'Campaign to Destroy Trump'? Why Is POTUS 45 Under Fire Amid Defamation Suit and How Political Is It
20:17 GMT 16.09.2021 (Updated: 20:18 GMT 16.09.2021)
Earlier on Wednesday, New York District Judge Lewis Kaplan denied a request by former US President Donald Trump to delay the proceedings of a defamation suit filed against him by ex-Elle columnist E. Jean Carroll.
Ex-US President Donald Trump has become a central figure of several scandalous claims recently, beginning with new revelations from a fresh tome by Bob Woodward, titled "Peril", where the Washington Post journalist says that Trump's General, Mark Milley, contacted his Chinese counterparts to assure them that Trump was "stable" and would not wage an attack against China; and finishing with the Wednesday rejection from a District judge to delay a defamation suit filed against him.
Many observers have noted that the new attacks against the former president appear to be coincidentally timed to undermine his and his party's reputation in the forthcoming midterm elections slated for 2022 - something that is considered by many political experts to be a so-called referendum
on the incumbent president, Democrat Joe Biden, and his record.
As Trump faces a defamation suit filed by ex-Elle columnist E. Jean Carroll, who claims that he sexually assaulted her in the mid-1990s when they were in a department store, some people believe that both the legal action and the New York judge's refusal to halt the proceedings are aimed at damaging the reputation of Trump and the Republican party.
In particular, many people have questioned the credibility of Carroll's claims. Charles Ortel, a Wall Street analyst and investigative journalist, shares this sentiment, referring to the fact that they were made over several decades after the alleged assault took place and wondering how could it have gone unnoticed at the time.
"At surface level, Caroll's allegations seem outlandish and were made decades following a purported incident in a high-end department store that is normally quiet but generally replete with staff and customers", Ortel says. "The raucous encounter described by Carroll with someone well known in New York City, if it happened, certainly would have been noticed at the time. So, I strongly suspect it did not happen and is part of a continuing campaign to destroy Donald Trump and his political viability in 2024."
However, others suggest that the reasons behind the lawsuit may be a lot more prosaic, and the goal of the entire endeavour could be to receive money.
According to Stephen B Presser, leading American legal historian and professor of law at Northwestern University, one should not look for political implications in "this particular lawsuit". Citing some legal peculiarities in the United States, Presser notes that Carroll could be aiming for the "nuisance value" of the lawsuit - receiving money for settling the case and dropping it without prevailing on the merits.

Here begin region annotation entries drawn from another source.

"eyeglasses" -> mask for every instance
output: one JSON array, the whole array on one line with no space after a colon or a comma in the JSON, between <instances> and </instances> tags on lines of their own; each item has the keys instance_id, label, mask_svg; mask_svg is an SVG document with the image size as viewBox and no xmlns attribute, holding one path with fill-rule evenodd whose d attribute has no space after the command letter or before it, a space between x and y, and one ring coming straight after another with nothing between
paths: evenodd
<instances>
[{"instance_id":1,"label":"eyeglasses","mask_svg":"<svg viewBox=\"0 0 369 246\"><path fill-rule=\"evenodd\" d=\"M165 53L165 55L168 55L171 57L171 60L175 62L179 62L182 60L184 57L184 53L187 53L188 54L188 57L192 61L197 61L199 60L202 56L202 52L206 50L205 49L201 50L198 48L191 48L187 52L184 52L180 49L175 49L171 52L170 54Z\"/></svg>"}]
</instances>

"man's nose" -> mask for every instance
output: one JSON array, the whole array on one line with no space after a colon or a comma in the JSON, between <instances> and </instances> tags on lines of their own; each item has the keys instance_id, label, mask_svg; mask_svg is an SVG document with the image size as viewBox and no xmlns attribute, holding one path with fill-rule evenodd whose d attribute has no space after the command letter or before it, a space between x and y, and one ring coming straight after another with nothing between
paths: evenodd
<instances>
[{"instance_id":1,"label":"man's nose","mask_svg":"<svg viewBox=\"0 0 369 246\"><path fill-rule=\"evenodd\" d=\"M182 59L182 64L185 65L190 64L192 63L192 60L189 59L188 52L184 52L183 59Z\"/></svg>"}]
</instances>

"I don't know if that's the aim here, but I wouldn't be surprised if it was", he says. "It is hard to know if this is a political lawsuit, and I suspect it is Trump's wealth that leads to litigation of this nature as much as his politics."
Presser also points to the fact that Trump, in his view, "remains a threat to Democrat hopes of success in the 2022 and 2024 elections", and therefore political attacks against him should be expected, and litigation is among the tools that can be used in these attacks.
"I would not expect him to be seriously damaged by any ongoing investigations or lawsuits, but I would expect the relentless attack to continue both for political and financial purposes", he explains.
On Wednesday, US District Judge Lewis Kaplan of the Southern District of New York denied without prejudice a request from Trump's legal team to halt the legal proceedings in the defamation suit. Back in December 2020, Kaplan issued a ruling arguing that Trump must remain as a defendant in the lawsuit, rejecting his attempts to make it the US Justice Department instead.
According to Kaplan, Trump was not acting in his official capacity when he rebutted Carroll's allegations, with her decision coming despite the Justice Department, both Trump's and Biden's, saying that POTUS 45 acted within the scope of his employment when he was battling Carroll's claims in 2019.
While Carroll claims that Trump "smeared her integrity, honesty, and dignity" when he allegedly sexually assaulted her in a department store's dressing room in 1990s, the former president categorically denies any wrongdoing.